Violating cultural and ecclesiastical protocols, the letter was sent broadly and caused a stir. Courageously, Patrick launched a public ruckus – outside his governance – over the “hideous, unspeakable crimes” because he believed that God truly loved the Irish – even if church leaders elsewhere did not. Patrick’s vision for the love of God was expansively generous. “I am a stranger and an exile living among barbarians and pagans, because God cares for them,” he writes (emphasis added). 

“Was it my idea to feel God’s love for the Irish and to work for their good?” Patrick writes. “These people enslaved me and devastated my father’s household! I am of noble birth – the son of a Roman decurion – but I sold my nobility. I’m not ashamed of it and I don’t regret it because I did it to help others. Now I am a slave of Christ to a foreign people – but this time for the unspeakable glory of eternal life in Christ Jesus our master.” 

Having been captive, he does not write about slavery whimsically. He was an outspoken voice opposing slavery at a time when it was simply considered commonplace. Furthermore, he was a fierce advocate for those who were most vulnerable and abused in captivity. 

“But it is the women kept in slavery who suffer the most – and who keep their spirits up despite the menacing and terrorizing they must endure,” he writes in his Confession. “The Lord gives grace to his many handmaids; and though they are forbidden to do so, they follow him with backbone.” 

When Patrick heard about the bloody attack and abductions after the baptism service, he sought to reason with Coroticus: “The very next day I sent a message to you with a priest l had taught from childhood and some other clergy asking that you return the surviving captives with at least some of their goods – but you only laughed.”

In response, Patrick derides Coroticus and his men as “dogs and sorcerers and murderers, and liars and false swearers  … who distribute baptized girls for a price, and that for the sake of a miserable temporal kingdom which truly passes away in a moment like a cloud or smoke that is scattered by the wind.” 

In order to make his point, he prays: “God, I know these horrible actions break your heart – even those dwelling in Hell would blush in shame.” 

With pastoral care, Patrick addresses the memory of those killed after their baptism: “And those of my children who were murdered – I weep for you, I weep for you … I can see you now starting on your journey to that place where there is no more sorrow or death. … You will rule with the apostles, prophets, and martyrs in an eternal kingdom.”

Even in an inferno of justifiable rage, Patrick extends an olive branch of redemption: “Perhaps then, even though late, they will repent of all the evil they have done – these murderers of God’s family – and free the Christians they have enslaved. Perhaps then they will deserve to be redeemed and live with God now and forever.” 

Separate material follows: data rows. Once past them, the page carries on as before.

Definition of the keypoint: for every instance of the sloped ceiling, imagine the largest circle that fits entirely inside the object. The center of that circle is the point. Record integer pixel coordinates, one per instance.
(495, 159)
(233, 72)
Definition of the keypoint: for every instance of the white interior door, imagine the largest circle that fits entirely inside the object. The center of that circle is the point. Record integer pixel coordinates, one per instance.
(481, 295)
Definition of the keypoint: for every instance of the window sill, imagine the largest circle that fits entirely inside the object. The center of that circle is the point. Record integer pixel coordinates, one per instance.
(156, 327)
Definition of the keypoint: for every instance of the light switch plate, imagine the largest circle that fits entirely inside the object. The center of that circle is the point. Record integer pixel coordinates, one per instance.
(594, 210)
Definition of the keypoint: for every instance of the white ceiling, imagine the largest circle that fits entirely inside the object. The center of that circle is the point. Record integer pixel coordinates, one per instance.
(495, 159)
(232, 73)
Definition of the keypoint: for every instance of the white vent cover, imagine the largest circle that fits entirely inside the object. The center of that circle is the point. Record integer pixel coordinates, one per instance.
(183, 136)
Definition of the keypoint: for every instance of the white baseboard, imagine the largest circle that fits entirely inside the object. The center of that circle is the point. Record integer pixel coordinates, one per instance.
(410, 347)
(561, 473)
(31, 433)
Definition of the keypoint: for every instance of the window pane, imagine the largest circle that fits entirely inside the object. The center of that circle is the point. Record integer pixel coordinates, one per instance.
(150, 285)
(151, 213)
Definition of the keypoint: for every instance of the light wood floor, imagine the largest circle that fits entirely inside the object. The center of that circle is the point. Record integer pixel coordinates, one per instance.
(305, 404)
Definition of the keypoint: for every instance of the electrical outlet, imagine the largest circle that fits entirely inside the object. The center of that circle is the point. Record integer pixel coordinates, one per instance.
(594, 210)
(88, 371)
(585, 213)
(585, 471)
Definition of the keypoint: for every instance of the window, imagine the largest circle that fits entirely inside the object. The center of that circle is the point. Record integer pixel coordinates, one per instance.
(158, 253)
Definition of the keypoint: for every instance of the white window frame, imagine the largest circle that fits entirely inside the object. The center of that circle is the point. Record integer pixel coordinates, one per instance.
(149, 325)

“The greatness of Patrick is beyond dispute: the first human being in the history of the world to speak out unequivocally against slavery,” writes historian Thomas Cahill, author of How the Irish Saved Civilization. “Nor will any voice as strong as his be heard again till the seventeenth century.”

All around the globe, St. Patrick’s Day is set aside to honor a great man who overcame fear with faith, overcame hate with love, and overcame prejudice with hope. Although he had every reason in the world to resist the dream to return to “walk among” the Irish, Patrick responded to the God-given impulse of his heart – even when it was most difficult. He knew the dangers and challenges and returned anyway.

Patrick offered himself as a living example of what new life could look like for the Irish. “It is possible to be brave – to expect ‘every day … to be murdered, betrayed, enslaved – whatever may come my way’ – and yet be a man of peace and at peace, a man without sword or desire to harm, a man in whom the sharp fear of death has been smoothed away,” writes Cahill of Patrick. “He was ‘not afraid of any of these things, because of the promises of heaven; for I have put myself in the hands of God Almighty.’ Patrick’s peace was no sham: it issued from his person like a fragrance.”